[v2] Multiple crashes of the router pod before network stabilizes

ted-ross commented 1 month ago

Describe the bug Using a scripted two-site demonstration setup (script included below), the sites initialize but the router pods go into crash-loop-backoff and restart twice before the network finally stablizes.

How To Reproduce On a cluster, create namespaces demo-dmz-a and demo-dmz-b and run the provided setup script. Watch the pods and sites to observe crashes prior to network stabilization.

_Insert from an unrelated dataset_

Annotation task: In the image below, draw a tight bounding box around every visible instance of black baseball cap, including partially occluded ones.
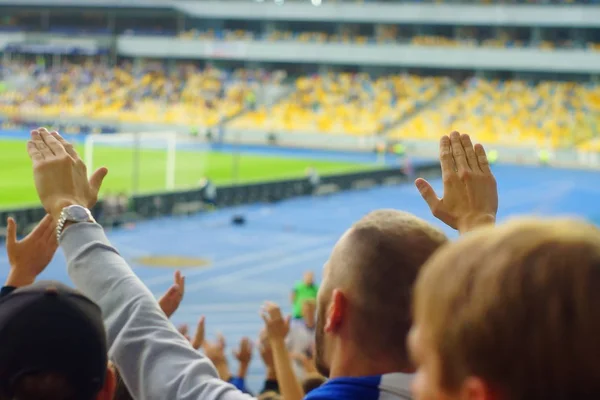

Expected behavior I expect the network to stabilize in an orderly fashion without seeing crash indications.

Environment details

Skupper CLI: None used
Skupper Operator (if applicable): head of the v2 branch
Platform: openshift

Additional context The error seen in the router log prior to crashing:

2024-10-11 16:02:24.121816 +0000 ROUTER (critical) Router start-up failed: Python: CError: Configuration: Failed to configure TLS caCertFile '/etc/skupper-router-certs/skupper-site-server/ca.crt' from sslProfile 'skupper-site-server'

The script used to reproduce:

NS_PREFIX=demo

for i in dmz-a dmz-b; do
echo Create site $i in namespace ${NS_PREFIX}-$i
cat >temp <<EOF
apiVersion: skupper.io/v1alpha1
kind: Site
metadata:
  name: $i
spec:
  routerMode: "interior"
  ha: false
---
apiVersion: skupper.io/v1alpha1
kind: RouterAccess
metadata:
  name: $i-peer
spec:
  generateTlsCredentials: true
  issuer: skupper-site-ca
  roles:
  - name: inter-router
    port: 55671
  tlsCredentials: skupper-site-server
---
apiVersion: skupper.io/v1alpha1
kind: AccessGrant
metadata:
  name: $i-grant
spec:
  redemptionsAllowed: 10
  expirationWindow: 1h
EOF
kubectl apply -n ${NS_PREFIX}-$i -f temp

echo Generating access token token-$i.yaml
kubectl wait --for=condition=ready accessgrant/$i-grant -n ${NS_PREFIX}-$i
kubectl get accessgrant $i-grant -n ${NS_PREFIX}-$i -o yaml > temp
URL=`cat temp | yq '.status.url'`
CODE=`cat temp | yq '.status.code'`
CA=`cat temp | yq -r '.status.ca' | awk '{ print "    " $0 }'`
cat >token-$i.yaml <<EOF
apiVersion: skupper.io/v1alpha1
kind: AccessToken
metadata:
  name: $i-token
spec:
  url: ${URL}
  code: ${CODE}
  ca: |
${CA}
EOF

rm temp
echo
done

echo Link dmz-b to dmz-a
kubectl apply -f token-dmz-a.yaml -n ${NS_PREFIX}-dmz-b

ted-ross commented 1 month ago

For your convenience... Here is the cleanup script to un-do the above reproducer:

NS_PREFIX=demo

for i in dmz-a dmz-b;
do
kubectl delete accessgrant $i-grant -n ${NS_PREFIX}-$i
kubectl delete routeraccess $i-peer -n ${NS_PREFIX}-$i
kubectl delete site $i -n ${NS_PREFIX}-$i
rm token-$i.yaml
done

kubectl delete accesstoken dmz-a-token -n ${NS_PREFIX}-dmz-b

ted-ross commented 1 month ago

Possible root cause:

The router has a new behavior post-3.0.0 (I was running the latest in this test). SslProfiles now load the referenced certificate files immediately upon configuration. The old behavior was to load the certificates upon connection-startup for every new connection.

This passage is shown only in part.